At the sonogram, the technician said MIU was breach right then. Nothing alarming - but that would explain the feeling that something large was invading my trachea and rib cage. Like a head and shoulders, the biggest parts of a baby, even if he is only three pounds right now.
And then a little like magic, I noticed the next day (come to think of it - after a riotous night of wiggling and jiggling inside) that my belly button was not as tight as it was before, that my belly didn't feel like it was in my throat, and when I was laying down, it was VERY obvious that Little MIU was now laying sideways - I have NEVER seen something so clearly from the outside like that before! It was seriously like going from a largish volleyball shape up high to a serious spare tire shape lower down...very cool.
Besides being really awestruck at how it looked, can I even express the relief I feel from the EXTREME heartburn that I have experienced for the last two months - nearly four months earlier than it has happened in the past? It's gone, just because Little Man decided to rearrange himself a little bit.
I've never experienced "lightening", because I went overdue and was induced before the baby was down either time, and even though this is not that, it is a truly lovely thing. Maybe I will now be more tolerant of later heartburn, when MIU can't help but set my esophagus on fire because really, what is a ten-pounder to do in such tight quarters?

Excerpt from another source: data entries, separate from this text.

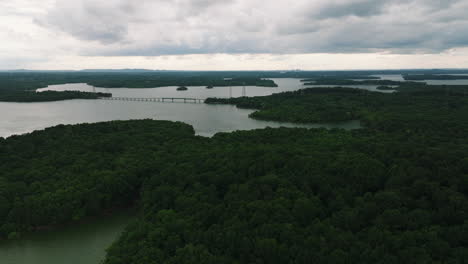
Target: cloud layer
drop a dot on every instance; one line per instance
(168, 27)
(233, 34)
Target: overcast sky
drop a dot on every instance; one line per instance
(233, 34)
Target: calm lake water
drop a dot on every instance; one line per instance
(19, 118)
(83, 243)
(86, 243)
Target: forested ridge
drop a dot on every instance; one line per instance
(48, 96)
(392, 192)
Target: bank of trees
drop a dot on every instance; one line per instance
(47, 96)
(393, 192)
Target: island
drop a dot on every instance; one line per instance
(392, 191)
(47, 96)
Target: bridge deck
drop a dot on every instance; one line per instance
(157, 99)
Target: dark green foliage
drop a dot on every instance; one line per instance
(333, 81)
(67, 172)
(47, 96)
(30, 81)
(394, 192)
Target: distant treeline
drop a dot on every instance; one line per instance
(395, 191)
(31, 80)
(46, 96)
(340, 104)
(336, 81)
(35, 80)
(414, 77)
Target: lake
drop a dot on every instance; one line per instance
(85, 243)
(207, 120)
(82, 243)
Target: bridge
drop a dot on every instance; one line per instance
(157, 99)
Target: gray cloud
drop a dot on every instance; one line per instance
(166, 27)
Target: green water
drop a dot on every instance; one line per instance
(83, 243)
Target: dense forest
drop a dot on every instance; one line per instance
(338, 81)
(32, 80)
(47, 96)
(27, 81)
(392, 192)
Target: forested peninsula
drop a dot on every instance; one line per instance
(47, 96)
(392, 192)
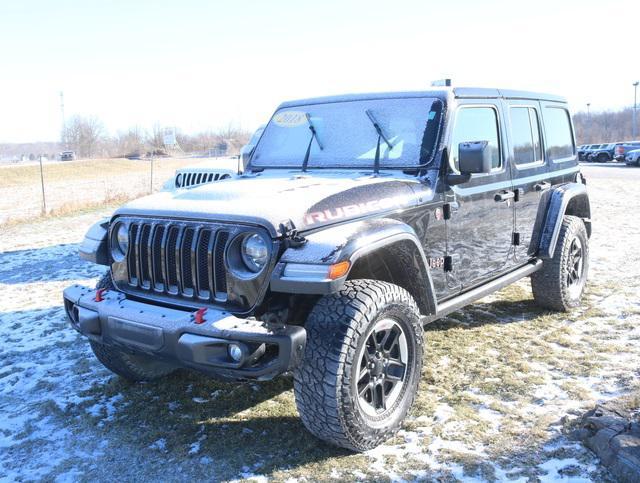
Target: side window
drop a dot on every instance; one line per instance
(525, 132)
(476, 124)
(558, 135)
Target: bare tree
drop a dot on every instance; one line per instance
(83, 134)
(131, 141)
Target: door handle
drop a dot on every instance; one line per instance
(504, 195)
(543, 185)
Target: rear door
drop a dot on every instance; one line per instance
(529, 170)
(481, 224)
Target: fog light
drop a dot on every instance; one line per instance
(235, 352)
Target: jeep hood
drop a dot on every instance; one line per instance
(270, 199)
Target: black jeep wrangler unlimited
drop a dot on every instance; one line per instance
(359, 219)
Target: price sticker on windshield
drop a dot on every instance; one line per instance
(290, 118)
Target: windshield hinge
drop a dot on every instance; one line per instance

And for a couple other little joys, Calvin and Henry have contributed these little sweetnesses recently:
Me: Henry, I guess since Dad is going to paint, that leaves me to the job of changing your poops.
Henry: No! Dad do it! (This is a highly unusual request - it's usually the opposite)
Dad: No, Mom will. I'm going to paint.
Henry: NO! DAD. IS. The changer. (He growled the last word and punched his little fist into his other hand, like he was granting supreme power...)
Me: (sweet smile) You heard him.
Cal: Can I just not put my shoes on?
Me: Weeelllll....(it was a 70 degree spring day)
Cal: It's just been sooooo long since I felt the ground with my feet.